Retrieving hominids from Siberia

RESEARCHES with the Uncover document retrieval service have turned up a impressive result, writes Andrew Brown. I was trying to track down a report about early hominid remains found in Siberia (as one does). This had apparently been mentioned in Science magazine, but I could not find it in the on-line table of contents.

But I did know the name of the archeologist, Yuri Machonov, so I searched the whole database on that. I found two English articles, one clearly on the right subject in a magazine called Arctic Anthropology. Eight hours later, I had been faxed all 35 pages of it, for dollars 13.00 ( pounds 8.50). Clearly this is a service that is more valuable the more abstruse your interests are. Though the service delivers faxes, they can only be ordered by modem. Access is by Telnet to database. carl. org.

SOMETHING unlikely to be covered in Uncover is Blam], a 'hypermedia magazine for the Macintosh.' In fact it is a CD- rom, which aims for the solar plexus, or slightly below. The editors say they are disgusted with the standard Macintosh interface. 'Each issue of Blam] will feature a unique and elegant interface which propels the user into the boisterous bowels of Blam] For example, in Blam]2, the user will be confronted with the disgusting, acne-ridden face of a teenage transsexual'

Anyone excited by this prospect can write to: Necro Enema Amalagamated, PO Box 208, Village Station, New York, NY 10014; or send an E-mail message to blam1@mindvox. phantom. com

CHEAPER and more wholesome is the latest sampler from Software Toolworks: for pounds 7.95, you get a CD-rom with 11 demo programs, inlcuding the San Fransisco Zoo presents . . . The Animals], Chessmaster 3000, and The 20th Century Video Almanac.

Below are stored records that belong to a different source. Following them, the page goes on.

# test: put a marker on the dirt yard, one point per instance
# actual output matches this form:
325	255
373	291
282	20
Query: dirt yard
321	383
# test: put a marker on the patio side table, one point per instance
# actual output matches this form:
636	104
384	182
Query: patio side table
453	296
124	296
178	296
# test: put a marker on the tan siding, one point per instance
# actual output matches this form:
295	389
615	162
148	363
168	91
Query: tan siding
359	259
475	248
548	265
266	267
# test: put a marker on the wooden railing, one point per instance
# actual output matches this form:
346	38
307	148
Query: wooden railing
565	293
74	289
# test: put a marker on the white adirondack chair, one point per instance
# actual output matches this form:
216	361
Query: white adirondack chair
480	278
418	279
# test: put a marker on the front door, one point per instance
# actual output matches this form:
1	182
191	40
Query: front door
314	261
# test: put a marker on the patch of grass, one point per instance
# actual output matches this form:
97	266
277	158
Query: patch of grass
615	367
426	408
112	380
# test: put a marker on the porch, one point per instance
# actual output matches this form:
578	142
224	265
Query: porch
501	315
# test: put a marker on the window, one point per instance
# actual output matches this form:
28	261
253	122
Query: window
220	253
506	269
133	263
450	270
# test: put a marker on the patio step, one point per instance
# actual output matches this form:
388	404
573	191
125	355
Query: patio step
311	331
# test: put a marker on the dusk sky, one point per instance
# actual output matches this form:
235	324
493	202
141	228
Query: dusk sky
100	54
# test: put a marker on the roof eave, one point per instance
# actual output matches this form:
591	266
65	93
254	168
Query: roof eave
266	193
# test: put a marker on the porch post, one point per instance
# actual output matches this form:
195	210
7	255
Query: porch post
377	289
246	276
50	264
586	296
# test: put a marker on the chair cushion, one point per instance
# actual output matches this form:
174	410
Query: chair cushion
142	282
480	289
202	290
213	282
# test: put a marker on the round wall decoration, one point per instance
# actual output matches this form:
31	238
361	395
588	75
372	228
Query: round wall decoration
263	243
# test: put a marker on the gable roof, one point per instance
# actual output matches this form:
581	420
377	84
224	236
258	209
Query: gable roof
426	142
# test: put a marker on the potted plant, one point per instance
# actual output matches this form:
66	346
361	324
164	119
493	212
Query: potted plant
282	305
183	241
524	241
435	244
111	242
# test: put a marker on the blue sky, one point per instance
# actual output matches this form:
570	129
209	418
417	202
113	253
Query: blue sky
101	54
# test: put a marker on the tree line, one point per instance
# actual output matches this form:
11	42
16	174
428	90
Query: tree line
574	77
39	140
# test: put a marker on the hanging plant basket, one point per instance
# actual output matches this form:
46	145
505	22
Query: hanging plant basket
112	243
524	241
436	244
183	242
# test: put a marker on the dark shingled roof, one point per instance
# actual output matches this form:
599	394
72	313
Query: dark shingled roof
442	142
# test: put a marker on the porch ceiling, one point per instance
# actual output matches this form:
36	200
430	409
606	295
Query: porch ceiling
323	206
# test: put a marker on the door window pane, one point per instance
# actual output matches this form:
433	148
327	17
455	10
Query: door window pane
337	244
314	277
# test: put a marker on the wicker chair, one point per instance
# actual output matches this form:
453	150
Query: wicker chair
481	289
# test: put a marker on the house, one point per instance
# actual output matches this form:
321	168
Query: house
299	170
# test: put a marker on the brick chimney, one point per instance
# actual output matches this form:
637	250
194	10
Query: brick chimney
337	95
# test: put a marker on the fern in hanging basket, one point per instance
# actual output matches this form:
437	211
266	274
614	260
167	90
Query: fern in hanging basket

THE BEST news on E-mail is the latest issue of the Mini-JIR, an E-mail sampler for the Journal of Irreproducible Results, a magazine published at MIT, devoted to bad or merely enjoyable science. The latest issue contains a special 'Bobbitt reattachment', commending an article on 'Surgical management of the amputated penis'. Apparently the practice of Bobbitting is common in Thailand, where the victim's prospects of recovery are further diminished by the ducks which every family keeps and which devour every titbit that comes their way.